Vive l’essence chère !

Publié le par Yves-André Samère

Vous vous souvenez de Dynastie ? Ce feuilleton de la chaîne ABC, diffusé aux États-Unis entre le 12 janvier 1981 et le 11 mai 1989, fut le plus luxueux de l’histoire de la télévision. Son personnage principal, Blake Carrington, était un milliardaire de Denver, ayant fait fortune dans l’exploitation du pétrole. Parfaitement en paix avec lui-même, il estimait que son devoir était de trouver, partout dans le monde, le plus de pétrole possible, et au prix le plus bas possible, afin que ses concitoyens puissent vivre le mieux possible. Toute l’idéologie yankee était là : ce qui est bon pour les États-Unis est bon pour le monde. Pas une seconde, le sort des pays pillés par lui et ses congénères ne troublait le personnage, ni ne gêne, aujourd’hui encore, nos chers amis d’outre-Manche. Cette semaine, « Le Canard enchaîné », dans sa page 3, rappelle que le gallon d’essence, aux États-Unis, revient pour le Pentagone à 1,05 dollars, soit au cours d’aujourd’hui 73,3 centimes d’euros (en francs : 4,83) pour 3,785 litres – donc 1,27 francs ou 0,19 euros le litre !

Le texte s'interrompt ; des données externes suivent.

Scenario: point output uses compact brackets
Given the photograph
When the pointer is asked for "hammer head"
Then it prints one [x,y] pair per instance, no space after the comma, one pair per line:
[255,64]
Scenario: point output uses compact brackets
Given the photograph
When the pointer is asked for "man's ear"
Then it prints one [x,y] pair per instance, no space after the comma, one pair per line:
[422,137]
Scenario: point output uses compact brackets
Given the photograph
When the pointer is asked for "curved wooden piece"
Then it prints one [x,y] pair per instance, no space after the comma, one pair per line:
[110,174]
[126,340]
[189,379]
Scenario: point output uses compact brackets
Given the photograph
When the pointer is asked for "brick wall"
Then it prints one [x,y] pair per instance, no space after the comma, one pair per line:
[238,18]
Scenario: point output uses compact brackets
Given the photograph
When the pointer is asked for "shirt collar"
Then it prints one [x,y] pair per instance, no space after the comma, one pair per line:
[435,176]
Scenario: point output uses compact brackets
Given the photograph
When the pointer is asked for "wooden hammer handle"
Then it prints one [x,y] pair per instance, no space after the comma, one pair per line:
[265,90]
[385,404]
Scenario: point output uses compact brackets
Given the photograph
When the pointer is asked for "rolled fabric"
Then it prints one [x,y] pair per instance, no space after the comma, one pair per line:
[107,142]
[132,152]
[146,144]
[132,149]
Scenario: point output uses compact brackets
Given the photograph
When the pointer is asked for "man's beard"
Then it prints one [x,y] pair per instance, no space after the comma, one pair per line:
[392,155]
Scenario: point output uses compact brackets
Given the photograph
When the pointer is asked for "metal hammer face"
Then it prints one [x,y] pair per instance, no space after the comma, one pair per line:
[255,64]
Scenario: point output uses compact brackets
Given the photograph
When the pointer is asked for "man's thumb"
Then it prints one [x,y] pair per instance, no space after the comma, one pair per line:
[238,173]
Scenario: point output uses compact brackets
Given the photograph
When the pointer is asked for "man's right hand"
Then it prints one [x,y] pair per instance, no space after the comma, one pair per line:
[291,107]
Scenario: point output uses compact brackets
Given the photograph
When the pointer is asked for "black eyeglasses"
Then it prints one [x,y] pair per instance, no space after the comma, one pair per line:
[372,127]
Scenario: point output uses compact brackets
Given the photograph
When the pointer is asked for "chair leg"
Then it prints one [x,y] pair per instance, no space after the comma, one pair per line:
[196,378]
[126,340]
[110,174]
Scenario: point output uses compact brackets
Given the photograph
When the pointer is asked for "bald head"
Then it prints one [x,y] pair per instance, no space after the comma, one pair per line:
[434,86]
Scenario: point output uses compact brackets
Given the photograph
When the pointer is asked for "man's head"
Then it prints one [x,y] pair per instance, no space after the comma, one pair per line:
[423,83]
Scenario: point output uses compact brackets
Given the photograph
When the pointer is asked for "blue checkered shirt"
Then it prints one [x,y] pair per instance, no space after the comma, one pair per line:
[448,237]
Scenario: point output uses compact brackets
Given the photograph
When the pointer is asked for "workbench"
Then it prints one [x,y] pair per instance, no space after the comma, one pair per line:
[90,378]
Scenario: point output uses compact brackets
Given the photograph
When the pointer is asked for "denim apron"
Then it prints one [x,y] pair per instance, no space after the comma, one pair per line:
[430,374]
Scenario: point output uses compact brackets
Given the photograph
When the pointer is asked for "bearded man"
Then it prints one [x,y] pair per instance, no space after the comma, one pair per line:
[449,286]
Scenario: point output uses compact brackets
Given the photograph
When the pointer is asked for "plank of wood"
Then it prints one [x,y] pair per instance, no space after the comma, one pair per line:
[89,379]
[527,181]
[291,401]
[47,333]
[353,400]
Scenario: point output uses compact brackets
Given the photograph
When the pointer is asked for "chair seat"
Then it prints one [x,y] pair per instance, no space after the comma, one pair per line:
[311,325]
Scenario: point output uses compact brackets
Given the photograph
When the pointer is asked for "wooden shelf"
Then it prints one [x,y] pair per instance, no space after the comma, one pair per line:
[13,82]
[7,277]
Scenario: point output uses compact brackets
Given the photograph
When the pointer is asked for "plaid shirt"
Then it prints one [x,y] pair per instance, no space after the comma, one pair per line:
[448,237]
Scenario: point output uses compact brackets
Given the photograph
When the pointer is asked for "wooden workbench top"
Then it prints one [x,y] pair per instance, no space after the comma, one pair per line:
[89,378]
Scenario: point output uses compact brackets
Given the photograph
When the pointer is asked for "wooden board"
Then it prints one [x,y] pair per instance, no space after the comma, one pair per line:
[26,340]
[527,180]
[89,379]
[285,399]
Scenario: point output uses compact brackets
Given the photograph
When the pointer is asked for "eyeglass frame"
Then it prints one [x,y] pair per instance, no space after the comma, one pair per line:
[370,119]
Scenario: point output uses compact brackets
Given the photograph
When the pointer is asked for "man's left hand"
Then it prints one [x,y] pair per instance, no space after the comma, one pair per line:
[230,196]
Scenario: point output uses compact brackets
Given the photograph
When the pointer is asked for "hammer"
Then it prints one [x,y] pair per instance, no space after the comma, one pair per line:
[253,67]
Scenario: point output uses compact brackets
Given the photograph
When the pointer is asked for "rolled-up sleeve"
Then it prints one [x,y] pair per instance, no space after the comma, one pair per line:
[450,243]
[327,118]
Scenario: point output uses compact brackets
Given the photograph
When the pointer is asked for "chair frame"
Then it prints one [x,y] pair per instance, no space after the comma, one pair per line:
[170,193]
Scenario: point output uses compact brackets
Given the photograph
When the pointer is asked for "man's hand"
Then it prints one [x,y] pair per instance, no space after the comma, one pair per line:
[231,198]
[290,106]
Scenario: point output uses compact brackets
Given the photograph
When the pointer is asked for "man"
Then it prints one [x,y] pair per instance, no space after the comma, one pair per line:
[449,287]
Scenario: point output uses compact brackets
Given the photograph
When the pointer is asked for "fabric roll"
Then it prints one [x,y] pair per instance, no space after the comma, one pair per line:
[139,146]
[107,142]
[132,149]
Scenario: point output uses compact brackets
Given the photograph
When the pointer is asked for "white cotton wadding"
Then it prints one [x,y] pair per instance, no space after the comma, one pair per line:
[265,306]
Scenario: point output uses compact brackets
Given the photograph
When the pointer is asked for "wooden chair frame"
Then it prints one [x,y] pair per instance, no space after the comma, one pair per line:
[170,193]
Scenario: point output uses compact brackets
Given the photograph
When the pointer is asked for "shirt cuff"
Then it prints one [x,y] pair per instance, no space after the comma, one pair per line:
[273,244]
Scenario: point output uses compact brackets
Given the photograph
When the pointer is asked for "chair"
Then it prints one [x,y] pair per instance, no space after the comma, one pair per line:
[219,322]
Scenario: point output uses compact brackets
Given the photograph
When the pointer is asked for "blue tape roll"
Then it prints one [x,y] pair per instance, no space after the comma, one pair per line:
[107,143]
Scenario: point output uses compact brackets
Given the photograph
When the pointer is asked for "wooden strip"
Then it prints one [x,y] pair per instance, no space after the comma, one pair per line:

En 1979, le shah d’Iran, Mohammed Reza Pahlavi, avait publié un livre – que j’ai lu –, Réponse à l’histoire, dans lequel il plaidait pour l’essence chère. Il préconisait à l’époque un prix de vente de 10 francs le litre (1,52 euros) ! Nous n’y sommes pas encore, puisque le prix de l’essence sans plomb, aujourd’hui à Paris, est de 1,356 euros en moyenne, et celui du diesel, de 1,144 euros.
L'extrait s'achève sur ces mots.